Interview: Zawe Ashton on 'The Maids', 'Fresh Meat', and more
A giant, ornate laundry hamper fills the stage. Its sides vanish to reveal two women contorting to synth music in a beam of light, showered with drifts of rose petals. It’s an opener with all the high drama of an Alexander McQueen fashion show. But instead, director Jamie Lloyd is presiding over an intensely stylish tale of two maids fixated on dressing up in their mistress’s clothes – McQueen frocks included – and drinking in the power that clings to them, lingering like perfume.
Ultra-cool, and deeply nasty, Jean Genet’s 1947 play is a sadomasochistic shocker. And Benedict Andrews and Andrew Upton’s version feels strikingly modern – and not just because it peppers the air with more swear words than Kate Moss on an easyJet flight. The twenty-first -century super-rich still have servants, and even if they’ve ditched the frilly outfits, they’re expected to be as invisible and submissive as ever. As the play’s Mistress, Laura Carmichael switches effortlessly between patronising kindliness and all the sadistic cruelty that was swept under the rug in her role as Lady Edith in ‘Downton Abbey’.

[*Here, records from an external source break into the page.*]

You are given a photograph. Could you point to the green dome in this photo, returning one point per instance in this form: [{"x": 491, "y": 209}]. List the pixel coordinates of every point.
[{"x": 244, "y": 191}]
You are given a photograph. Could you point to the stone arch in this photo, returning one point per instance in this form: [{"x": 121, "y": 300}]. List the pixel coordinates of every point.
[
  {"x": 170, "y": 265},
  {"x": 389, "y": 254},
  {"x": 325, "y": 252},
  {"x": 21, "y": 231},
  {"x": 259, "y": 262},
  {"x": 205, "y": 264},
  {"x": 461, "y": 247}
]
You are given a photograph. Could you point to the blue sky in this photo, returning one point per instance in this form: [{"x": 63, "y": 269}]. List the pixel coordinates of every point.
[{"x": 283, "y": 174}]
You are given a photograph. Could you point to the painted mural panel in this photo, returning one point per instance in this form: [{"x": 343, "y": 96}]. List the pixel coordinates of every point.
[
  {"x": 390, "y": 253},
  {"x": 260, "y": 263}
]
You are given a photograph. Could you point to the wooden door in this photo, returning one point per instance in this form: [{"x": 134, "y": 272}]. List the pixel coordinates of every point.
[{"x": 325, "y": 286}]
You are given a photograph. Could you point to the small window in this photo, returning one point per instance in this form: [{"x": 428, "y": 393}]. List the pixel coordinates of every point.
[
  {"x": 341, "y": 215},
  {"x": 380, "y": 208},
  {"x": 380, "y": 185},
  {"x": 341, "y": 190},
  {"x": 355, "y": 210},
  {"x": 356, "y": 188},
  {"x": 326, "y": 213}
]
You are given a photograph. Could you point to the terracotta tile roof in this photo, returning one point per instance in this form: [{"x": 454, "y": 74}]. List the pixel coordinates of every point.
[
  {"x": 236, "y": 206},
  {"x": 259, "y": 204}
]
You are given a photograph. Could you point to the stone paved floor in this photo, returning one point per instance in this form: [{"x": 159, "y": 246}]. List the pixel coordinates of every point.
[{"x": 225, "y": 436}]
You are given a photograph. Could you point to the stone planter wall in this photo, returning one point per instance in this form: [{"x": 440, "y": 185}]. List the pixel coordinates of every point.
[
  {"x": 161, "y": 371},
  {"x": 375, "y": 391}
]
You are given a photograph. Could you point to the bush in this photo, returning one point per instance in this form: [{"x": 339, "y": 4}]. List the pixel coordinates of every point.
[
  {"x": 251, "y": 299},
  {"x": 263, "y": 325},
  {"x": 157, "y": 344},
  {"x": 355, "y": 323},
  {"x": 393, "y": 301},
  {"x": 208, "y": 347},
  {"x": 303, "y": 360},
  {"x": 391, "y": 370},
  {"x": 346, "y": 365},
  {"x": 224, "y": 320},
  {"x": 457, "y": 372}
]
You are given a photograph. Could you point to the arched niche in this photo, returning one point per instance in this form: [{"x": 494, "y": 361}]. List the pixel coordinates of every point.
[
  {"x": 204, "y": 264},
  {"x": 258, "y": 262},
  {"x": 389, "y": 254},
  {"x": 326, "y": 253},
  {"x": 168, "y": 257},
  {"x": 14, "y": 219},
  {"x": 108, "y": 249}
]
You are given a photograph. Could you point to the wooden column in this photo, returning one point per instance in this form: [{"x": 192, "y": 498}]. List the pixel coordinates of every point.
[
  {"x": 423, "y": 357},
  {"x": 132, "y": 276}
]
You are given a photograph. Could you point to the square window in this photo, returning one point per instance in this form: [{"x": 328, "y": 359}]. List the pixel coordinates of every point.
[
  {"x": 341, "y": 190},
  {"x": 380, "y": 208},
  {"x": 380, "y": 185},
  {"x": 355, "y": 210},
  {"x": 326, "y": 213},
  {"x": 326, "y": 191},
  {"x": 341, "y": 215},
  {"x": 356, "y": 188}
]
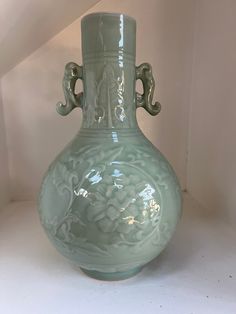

When she’s away, her maids mock her in a series of ritualistic role-plays. Uzo Aduba, best known as ‘Crazy Eyes’ in ‘Orange Is the New Black’, brings an appropriate degree of eye-rolling frustration and blind fury to these twisted fantasies. But Zawe Ashton, a cult-favourite for her role as penniless narcotic ninja Vod in ‘Fresh Meat’, proves herself as a mesmerising live performer. She’s vulnerable, unpredictable and utterly in control. The text becomes a dressing-up box full of styles for her to try on – from chest-clutching mannerist acting, to languid Southern drawls, to twerking, to writhing on the floor in a homoerotic frenzy.
Unusually for a production that screams its message in your ears until you’re as flecked with spittle as Carmichael’s shoes, the play’s racial politics are more of a whisper. We’re left to come to our own conclusions as to how Mistress’s whiteness lets her degrade her maids, driving them to a madness that’s as overblown and heady as the rose petals that cover the stage. Underneath their scent, there’s dirty laundry whose stink won’t stay hidden for long.